Tarsier is a Python library designed to transform web pages into structured text representations optimized for Large Language Model (LLM) interaction. It visually tags interactable elements and converts page content into a whitespace-structured string.
Who is Tarsier intended for?
Tarsier is for developers and researchers building web interaction agents or automation tools that rely on LLMs. It helps overcome challenges in feeding web content to LLMs and enabling them to perform actions accurately.
How does Tarsier improve upon traditional web scraping for LLMs?
Tarsier differs by providing a specialized perception system that not only extracts text but also visually tags interactable elements with unique IDs.

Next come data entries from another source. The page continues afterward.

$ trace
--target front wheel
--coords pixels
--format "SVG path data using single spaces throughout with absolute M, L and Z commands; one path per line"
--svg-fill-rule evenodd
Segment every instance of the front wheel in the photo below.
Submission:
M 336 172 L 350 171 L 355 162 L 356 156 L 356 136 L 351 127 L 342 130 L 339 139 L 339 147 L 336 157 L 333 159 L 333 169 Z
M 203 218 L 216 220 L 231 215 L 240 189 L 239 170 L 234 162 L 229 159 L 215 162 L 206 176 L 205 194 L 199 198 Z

This approach, especially its OCR-based "ASCII art" representation, helps text-only LLMs understand visual context, often outperforming direct GPT-4V usage in benchmarks.
When should one use Tarsier?
Use Tarsier when developing autonomous web agents that require an LLM to understand a webpage's layout, identify interactable elements, and execute actions. It's particularly useful when fine-grained visual understanding is critical for successful web automation.
What OCR engines does Tarsier support?
Tarsier currently supports Google Cloud Vision and Microsoft Azure Computer Vision for processing page screenshots into its whitespace-structured text representation. It requires valid service account credentials for the chosen OCR service.